The proposed history curriculum relentlessly insists that the main features of Western civilisation are imperialism, colonisation and slavery. In a Year 9 subject entitled ‘Overview of the making of the modern world’ students will identify and describe ‘the effects of the movements of peoples on colonised peoples, such as dispossession, disease and destruction of traditional society and culture.’


Meanwhile, in a unit on the Industrial Revolution, students will be asked to consider ‘whose ideas and voices from the past are studied in history, and whose are left out, such as the First Nations Peoples of Australia and the Americas; enslaved people, including African slaves in the Americas and Caribbean; women and children in relation to imperialism and colonialism.’


The British are of course, continuously cast as imperialist invaders. In ‘Movement of Peoples (1750-1901)’ students will investigate the ‘effects of the movement of peoples on the First Nations Peoples of Australia and other indigenous and immigrant populations, such as displacement, disease and destruction of cultures and language’.

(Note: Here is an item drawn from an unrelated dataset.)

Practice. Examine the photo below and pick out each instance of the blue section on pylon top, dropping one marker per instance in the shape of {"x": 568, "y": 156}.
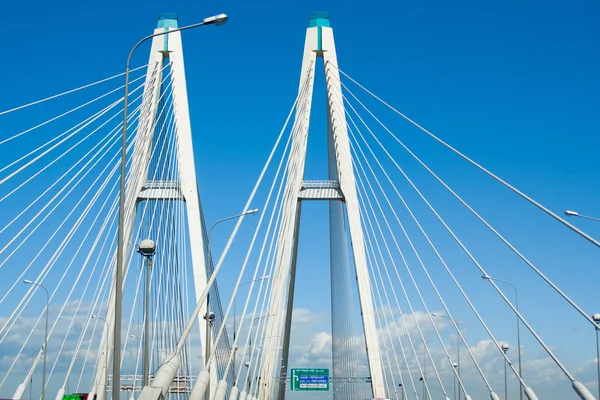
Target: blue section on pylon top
{"x": 168, "y": 20}
{"x": 319, "y": 19}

The colonisation of Australia is framed as the ‘destruction of cultural lifestyles and the frontier wars’ with students required to consider ‘how the impacts of colonisation are viewed as invasion from the perspective of many First Nations Australians’ and the ‘the effects of colonisation, such as frontier conflict and massacres involving First Nations Australians, the spread of European diseases and the destruction of cultural lifestyles.’


This draft curriculum has not been approved by the government, and nor should it be until there is some semblance of balance. As it stands, the history syllabus has been composed by ideologically- driven Humanities graduates. They believe that the establishment of Western values, transplanted from Britain in the institutions of Australia and other Western countries, does active harm to non-Western and Indigenous people. History does not interest them, or at least, the past is only useful in that it can be used to cast colonisation as a contemporary problem of immense urgency which must be resolved before society can be completely just.


The danger of course, is that this version of Australia’s history has profound repercussions on society. If a country’s citizens are repeatedly told that they are invaders who have no right to be here, can we expect them to commit their lives, energy and loyalty to building the country? It should come as no surprise that Australians, especially those who have most recently been through the education system, are becoming increasingly reluctant to celebrate Australia Day or do something as simple as to fly an Australian flag.


What is more, if Australians believe that Australia is essentially racist and founded on injustice, what motivation could they possibly have for defending it? The conflict in the Ukraine has raised a very serious question about whether Australians would be prepared to take up arms to defend their country in the event of an invasion. Several commentators have speculated that many of the younger cohort might well not. If the history curriculum is anything to go by, they might well have a point.